Terbaru, lanjut Julius, beberapa media melaporkan adanya patgulipat kasus korupsi melibatkan Gulaku Sugar Company yang mana melibatkan eks pejabat MA, Zarof Ricar sebagai makelar kasus dengan anggaran puluhan miliar rupiah untuk mengurus perkara di MA dengan melibatkan banyak pejabat teras di MA, termasuk pucuk pimpinan saat ini.
Julius mengungkapkan, MA telah digeragoti dari dalam dan menciptakan hilangnya kepercayaan publik kepada MA. Kasus suap kerap terjadi setiap tahunnya dengan angka-angka fantastis.
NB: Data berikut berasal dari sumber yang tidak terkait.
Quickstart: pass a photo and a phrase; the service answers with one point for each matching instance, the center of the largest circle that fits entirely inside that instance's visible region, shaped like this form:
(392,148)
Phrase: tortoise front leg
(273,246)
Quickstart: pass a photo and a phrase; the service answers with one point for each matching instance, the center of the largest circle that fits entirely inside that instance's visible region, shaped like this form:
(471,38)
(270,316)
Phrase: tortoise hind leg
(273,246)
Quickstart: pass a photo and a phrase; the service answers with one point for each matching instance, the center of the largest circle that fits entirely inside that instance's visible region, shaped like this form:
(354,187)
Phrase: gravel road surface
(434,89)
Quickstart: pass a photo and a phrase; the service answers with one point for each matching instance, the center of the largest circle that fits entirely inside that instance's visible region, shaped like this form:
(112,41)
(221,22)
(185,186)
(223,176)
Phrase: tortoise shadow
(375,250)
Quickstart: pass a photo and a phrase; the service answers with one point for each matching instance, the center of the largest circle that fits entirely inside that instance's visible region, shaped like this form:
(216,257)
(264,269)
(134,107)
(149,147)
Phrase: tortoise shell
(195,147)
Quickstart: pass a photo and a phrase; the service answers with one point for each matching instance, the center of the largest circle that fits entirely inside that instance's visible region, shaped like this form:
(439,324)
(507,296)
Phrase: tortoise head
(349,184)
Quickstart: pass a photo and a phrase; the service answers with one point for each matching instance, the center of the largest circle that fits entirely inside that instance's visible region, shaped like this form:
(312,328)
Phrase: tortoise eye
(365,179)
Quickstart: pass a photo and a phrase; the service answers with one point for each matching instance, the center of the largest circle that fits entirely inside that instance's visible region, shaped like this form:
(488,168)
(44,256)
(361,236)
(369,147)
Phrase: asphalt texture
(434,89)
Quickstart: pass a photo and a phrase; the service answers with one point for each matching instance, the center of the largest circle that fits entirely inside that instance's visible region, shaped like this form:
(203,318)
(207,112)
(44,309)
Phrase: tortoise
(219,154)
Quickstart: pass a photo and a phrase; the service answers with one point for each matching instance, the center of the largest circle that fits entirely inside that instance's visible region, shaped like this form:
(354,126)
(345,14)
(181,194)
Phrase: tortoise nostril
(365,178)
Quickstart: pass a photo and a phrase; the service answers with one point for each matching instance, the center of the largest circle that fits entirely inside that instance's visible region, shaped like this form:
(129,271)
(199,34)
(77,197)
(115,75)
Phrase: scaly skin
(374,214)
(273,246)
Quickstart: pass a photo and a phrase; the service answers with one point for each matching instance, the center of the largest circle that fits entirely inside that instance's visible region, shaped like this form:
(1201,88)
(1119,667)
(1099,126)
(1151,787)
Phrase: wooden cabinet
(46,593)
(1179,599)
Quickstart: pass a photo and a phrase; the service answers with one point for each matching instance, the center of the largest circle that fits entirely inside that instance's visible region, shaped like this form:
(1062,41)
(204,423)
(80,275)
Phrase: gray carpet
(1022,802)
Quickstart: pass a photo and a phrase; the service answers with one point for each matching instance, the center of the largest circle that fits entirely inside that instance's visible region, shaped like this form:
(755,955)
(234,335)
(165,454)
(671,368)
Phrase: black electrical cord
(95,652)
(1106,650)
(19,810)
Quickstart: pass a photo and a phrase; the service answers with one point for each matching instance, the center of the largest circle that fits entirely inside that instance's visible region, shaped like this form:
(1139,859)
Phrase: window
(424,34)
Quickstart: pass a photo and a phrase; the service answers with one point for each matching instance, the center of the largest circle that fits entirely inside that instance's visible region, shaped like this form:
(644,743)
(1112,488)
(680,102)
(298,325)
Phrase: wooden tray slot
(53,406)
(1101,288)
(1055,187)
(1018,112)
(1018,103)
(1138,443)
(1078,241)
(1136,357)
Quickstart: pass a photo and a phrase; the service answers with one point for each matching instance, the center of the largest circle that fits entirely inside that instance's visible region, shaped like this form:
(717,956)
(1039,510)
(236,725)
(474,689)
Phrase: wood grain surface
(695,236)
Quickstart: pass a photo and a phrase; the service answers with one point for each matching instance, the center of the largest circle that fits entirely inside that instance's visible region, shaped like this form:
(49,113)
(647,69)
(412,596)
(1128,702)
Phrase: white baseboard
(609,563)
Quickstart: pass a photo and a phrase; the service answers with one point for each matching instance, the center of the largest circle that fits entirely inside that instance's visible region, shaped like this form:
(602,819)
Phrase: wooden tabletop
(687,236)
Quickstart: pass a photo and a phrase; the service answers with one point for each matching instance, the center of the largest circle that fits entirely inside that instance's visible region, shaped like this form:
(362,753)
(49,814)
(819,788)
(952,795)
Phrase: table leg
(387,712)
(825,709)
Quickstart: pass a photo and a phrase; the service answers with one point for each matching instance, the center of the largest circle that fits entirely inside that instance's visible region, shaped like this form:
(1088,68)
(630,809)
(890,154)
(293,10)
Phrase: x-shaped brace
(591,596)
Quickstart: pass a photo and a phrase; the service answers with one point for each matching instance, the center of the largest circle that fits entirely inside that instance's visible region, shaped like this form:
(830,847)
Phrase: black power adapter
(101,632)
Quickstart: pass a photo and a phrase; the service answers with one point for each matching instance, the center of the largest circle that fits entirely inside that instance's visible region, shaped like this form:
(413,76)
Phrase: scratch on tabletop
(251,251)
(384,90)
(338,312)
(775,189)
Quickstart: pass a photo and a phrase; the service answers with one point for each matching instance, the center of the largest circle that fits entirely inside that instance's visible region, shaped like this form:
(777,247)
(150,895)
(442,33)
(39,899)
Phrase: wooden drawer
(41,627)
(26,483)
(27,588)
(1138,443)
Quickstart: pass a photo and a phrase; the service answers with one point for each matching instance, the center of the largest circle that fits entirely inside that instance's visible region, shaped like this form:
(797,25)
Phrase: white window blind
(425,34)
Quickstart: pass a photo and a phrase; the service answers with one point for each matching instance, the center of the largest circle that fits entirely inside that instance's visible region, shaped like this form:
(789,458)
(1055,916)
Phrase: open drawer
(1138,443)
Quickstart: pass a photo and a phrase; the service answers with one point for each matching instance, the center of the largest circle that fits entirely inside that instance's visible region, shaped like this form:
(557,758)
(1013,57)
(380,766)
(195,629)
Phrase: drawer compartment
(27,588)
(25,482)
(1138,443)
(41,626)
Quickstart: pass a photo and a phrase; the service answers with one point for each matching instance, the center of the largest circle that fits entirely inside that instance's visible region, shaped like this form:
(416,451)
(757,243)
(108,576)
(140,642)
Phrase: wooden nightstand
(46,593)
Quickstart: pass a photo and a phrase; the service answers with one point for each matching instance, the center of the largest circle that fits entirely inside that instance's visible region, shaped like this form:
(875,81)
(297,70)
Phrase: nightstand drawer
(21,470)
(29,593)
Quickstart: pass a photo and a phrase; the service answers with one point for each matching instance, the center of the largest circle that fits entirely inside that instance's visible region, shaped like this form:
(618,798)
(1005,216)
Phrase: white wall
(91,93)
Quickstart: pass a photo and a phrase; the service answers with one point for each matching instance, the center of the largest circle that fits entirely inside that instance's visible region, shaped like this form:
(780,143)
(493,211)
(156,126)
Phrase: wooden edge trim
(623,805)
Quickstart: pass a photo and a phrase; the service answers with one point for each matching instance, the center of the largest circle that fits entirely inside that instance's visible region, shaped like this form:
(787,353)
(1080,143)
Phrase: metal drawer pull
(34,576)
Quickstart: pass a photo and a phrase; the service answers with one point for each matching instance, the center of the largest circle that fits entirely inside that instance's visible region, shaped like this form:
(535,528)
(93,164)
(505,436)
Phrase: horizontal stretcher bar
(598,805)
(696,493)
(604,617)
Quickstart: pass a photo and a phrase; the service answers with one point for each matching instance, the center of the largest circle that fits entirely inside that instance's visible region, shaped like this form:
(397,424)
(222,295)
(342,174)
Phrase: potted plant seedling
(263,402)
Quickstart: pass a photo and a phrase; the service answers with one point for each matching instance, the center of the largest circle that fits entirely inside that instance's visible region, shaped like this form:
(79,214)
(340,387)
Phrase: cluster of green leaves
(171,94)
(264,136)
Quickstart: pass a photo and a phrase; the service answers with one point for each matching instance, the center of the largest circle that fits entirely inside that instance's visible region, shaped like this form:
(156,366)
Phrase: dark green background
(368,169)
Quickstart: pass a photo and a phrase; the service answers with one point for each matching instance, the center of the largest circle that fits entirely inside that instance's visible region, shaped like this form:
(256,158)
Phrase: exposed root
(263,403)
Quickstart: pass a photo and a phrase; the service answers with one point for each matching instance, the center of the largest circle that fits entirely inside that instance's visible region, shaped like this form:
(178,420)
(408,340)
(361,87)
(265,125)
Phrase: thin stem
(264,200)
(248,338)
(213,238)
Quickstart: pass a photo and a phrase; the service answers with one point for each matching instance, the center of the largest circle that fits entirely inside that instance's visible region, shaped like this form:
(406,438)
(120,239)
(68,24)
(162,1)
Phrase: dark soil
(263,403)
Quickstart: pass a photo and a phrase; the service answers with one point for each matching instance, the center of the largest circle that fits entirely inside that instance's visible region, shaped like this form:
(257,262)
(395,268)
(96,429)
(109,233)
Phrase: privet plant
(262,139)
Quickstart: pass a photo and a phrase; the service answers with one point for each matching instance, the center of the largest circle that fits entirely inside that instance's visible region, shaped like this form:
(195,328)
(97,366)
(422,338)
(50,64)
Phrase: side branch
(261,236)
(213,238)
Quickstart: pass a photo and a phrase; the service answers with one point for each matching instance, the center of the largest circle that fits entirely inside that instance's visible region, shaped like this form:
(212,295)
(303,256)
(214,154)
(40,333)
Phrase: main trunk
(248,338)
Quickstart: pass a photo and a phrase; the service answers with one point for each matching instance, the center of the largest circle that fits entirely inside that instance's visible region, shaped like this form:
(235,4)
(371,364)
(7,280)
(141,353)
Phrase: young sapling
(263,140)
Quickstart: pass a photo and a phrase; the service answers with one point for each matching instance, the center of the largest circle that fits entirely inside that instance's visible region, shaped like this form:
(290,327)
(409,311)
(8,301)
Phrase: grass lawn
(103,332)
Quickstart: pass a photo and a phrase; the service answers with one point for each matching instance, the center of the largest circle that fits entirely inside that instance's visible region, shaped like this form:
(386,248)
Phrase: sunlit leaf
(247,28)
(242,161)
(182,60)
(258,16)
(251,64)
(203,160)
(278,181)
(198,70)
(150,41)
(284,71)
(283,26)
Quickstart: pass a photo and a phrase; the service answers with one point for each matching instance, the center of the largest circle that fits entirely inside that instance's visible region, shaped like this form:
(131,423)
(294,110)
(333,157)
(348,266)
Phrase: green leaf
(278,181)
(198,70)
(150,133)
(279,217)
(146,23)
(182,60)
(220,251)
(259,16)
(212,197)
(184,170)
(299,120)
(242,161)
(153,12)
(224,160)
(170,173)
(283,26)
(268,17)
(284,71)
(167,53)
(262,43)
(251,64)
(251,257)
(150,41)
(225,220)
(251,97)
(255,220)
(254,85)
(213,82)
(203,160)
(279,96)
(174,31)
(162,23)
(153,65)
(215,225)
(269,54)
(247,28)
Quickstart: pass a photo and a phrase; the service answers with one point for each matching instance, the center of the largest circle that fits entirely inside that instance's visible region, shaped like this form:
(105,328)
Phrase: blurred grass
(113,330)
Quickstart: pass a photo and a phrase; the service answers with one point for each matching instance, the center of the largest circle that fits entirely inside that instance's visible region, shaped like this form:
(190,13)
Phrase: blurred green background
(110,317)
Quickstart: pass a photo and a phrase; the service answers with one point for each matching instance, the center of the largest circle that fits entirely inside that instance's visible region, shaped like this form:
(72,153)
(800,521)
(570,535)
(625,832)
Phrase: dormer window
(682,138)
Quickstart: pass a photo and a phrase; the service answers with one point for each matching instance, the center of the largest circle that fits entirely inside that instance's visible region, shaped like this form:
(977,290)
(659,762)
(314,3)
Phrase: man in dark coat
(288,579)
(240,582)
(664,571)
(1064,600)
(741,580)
Seperti kasus suap Zarof Ricar yang mengumpulkan uang tunai setriliun rupiah serta berkilogram emas yang diakui sebagai uang suap perkara. Sampai tertangkapnya hakim-hakim utama di Pengadilan Negeri (PN) Jakarta Pusat, Jakarta Selatan, dan Surabaya dengan angka mencapai ratusan miliar rupiah.
“Kesemuanya terjadi dalam tempo kurang dari 10 bulan saja dan dibawah kepemimpinan Ketua MA saat ini, Sunarto,” papar Julius.
“Setidaknya-tidaknya, MA harus tetap mencari sosok pimpinan yang berintegritas, berani dan bebas dari kasus korupsi di masa lampau. Jadi mengerikan apabila lembaga yudikatif sekelas MA dan seagung MA masih terus saja mencetak judul-judul koran nasional bukan dengan prestasi. tapi dengan kasus demi kasus suap dan korupsi di Republik ini,” tegas dia.